Beta-Blockers Reduce Long-term Mortality in High-Risk STEMI Patients

Beta-blocker treatment at discharge is associated with reduced long-term mortality in high-risk patients who receive percutaneous coronary intervention (PCI) after ST-segment elevation myocardial infarction (STEMI) but not in those at lower risk, according to a study published online December 10, 2012, ahead of print in the American Journal of Cardiology. The authors suggest a potential revision of guidelines supporting standard beta-blocker therapy for low-risk patients may be indicated based on the results.

Yasuhiko Sakata, MD, PhD, of Osaka University Graduate School of Medicine (Suita, Japan), and colleagues analyzed 5,628 consecutive patients enrolled in the Osaka Acute Coronary Insufficiency Study (OACIS). The patients were admitted to 25 hospitals within 24 hours of STEMI and treated with PCI from April 1998 to April 2011.
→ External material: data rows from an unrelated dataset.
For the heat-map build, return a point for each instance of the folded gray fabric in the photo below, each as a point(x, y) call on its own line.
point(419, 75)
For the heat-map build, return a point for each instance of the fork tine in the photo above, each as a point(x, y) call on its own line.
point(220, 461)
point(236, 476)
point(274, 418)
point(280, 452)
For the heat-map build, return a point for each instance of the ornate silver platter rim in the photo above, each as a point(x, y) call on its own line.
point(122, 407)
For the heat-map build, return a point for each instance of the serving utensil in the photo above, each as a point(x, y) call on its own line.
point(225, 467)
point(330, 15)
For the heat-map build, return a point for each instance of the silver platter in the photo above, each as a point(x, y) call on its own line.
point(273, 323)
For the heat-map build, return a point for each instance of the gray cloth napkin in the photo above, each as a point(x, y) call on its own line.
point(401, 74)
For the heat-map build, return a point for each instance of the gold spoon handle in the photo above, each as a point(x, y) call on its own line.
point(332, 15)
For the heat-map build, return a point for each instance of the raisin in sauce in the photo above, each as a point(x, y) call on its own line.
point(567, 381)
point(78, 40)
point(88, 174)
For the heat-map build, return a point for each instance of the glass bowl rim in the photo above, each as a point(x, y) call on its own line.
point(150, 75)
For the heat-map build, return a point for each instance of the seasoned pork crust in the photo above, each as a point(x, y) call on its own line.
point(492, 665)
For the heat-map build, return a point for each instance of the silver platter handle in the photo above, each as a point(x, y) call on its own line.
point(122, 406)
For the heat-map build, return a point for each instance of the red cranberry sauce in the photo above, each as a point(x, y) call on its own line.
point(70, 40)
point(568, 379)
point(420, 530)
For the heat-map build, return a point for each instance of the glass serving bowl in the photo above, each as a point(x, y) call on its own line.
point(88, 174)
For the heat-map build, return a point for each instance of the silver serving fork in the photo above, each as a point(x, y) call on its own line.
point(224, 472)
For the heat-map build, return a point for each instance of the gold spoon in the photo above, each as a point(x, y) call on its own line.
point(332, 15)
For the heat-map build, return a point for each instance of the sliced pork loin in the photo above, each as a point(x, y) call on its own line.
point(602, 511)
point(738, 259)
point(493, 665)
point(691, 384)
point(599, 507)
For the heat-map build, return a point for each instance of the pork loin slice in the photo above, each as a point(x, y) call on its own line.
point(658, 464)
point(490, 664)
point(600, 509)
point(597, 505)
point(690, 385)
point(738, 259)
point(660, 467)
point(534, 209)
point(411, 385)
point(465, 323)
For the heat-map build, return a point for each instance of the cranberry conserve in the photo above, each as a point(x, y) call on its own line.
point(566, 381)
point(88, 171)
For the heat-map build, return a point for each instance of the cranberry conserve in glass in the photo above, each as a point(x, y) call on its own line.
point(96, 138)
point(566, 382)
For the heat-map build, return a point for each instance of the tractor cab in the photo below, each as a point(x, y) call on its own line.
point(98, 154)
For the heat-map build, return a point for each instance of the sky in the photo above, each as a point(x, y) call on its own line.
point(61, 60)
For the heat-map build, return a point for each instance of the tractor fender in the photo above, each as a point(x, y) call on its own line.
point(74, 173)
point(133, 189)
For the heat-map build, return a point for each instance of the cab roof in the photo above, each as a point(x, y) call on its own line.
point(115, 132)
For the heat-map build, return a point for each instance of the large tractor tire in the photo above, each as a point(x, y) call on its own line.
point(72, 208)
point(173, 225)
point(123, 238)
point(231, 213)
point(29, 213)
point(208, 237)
Overall, slightly more than half of the patients (n = 2,880) were prescribed oral beta-blockers at discharge, including:

  • Carvedilol (n = 2,075)
  • Metoprolol (n = 559)
  • Bisoprolol (n = 135)
  • Atenolol (n = 33)
  • Other beta-blockers (n = 78)

Effect Only Seen in Those at High Risk

After a median follow-up of 1,430 days, there was no difference in the rate of all-cause and cardiac death between those treated with vs. without beta-blockers (table 1).

Table 1. Incidence of Death

 

Without Beta-Blockers
(n = 2,748)

With Beta-Blockers
(n = 2,880)

P Value

All-cause Death

6.2%

5.2%

0.786

Cardiac Death

1.6%

1.1%

0.208


Propensity matching confirmed these results. Multivariate analysis revealed that beta-blocker treatment was not associated with a reduced risk for mortality (HR 0.935; 95% CI 0.711-1.230; P = 0.534).

However, subgroup analyses among the propensity-matched population showed that beta-blockers reduced the mortality risk for higher-risk patients, defined as those having Global Registry of Acute Coronary Events (GRACE) risk scores ≥ 121 (HR 0.596; 95% CI 0.416-0.854; P = 0.005) or those administered diuretics (HR 0.602; 95% CI 0.398-0.910; P = 0.016) but not for lower risk patients.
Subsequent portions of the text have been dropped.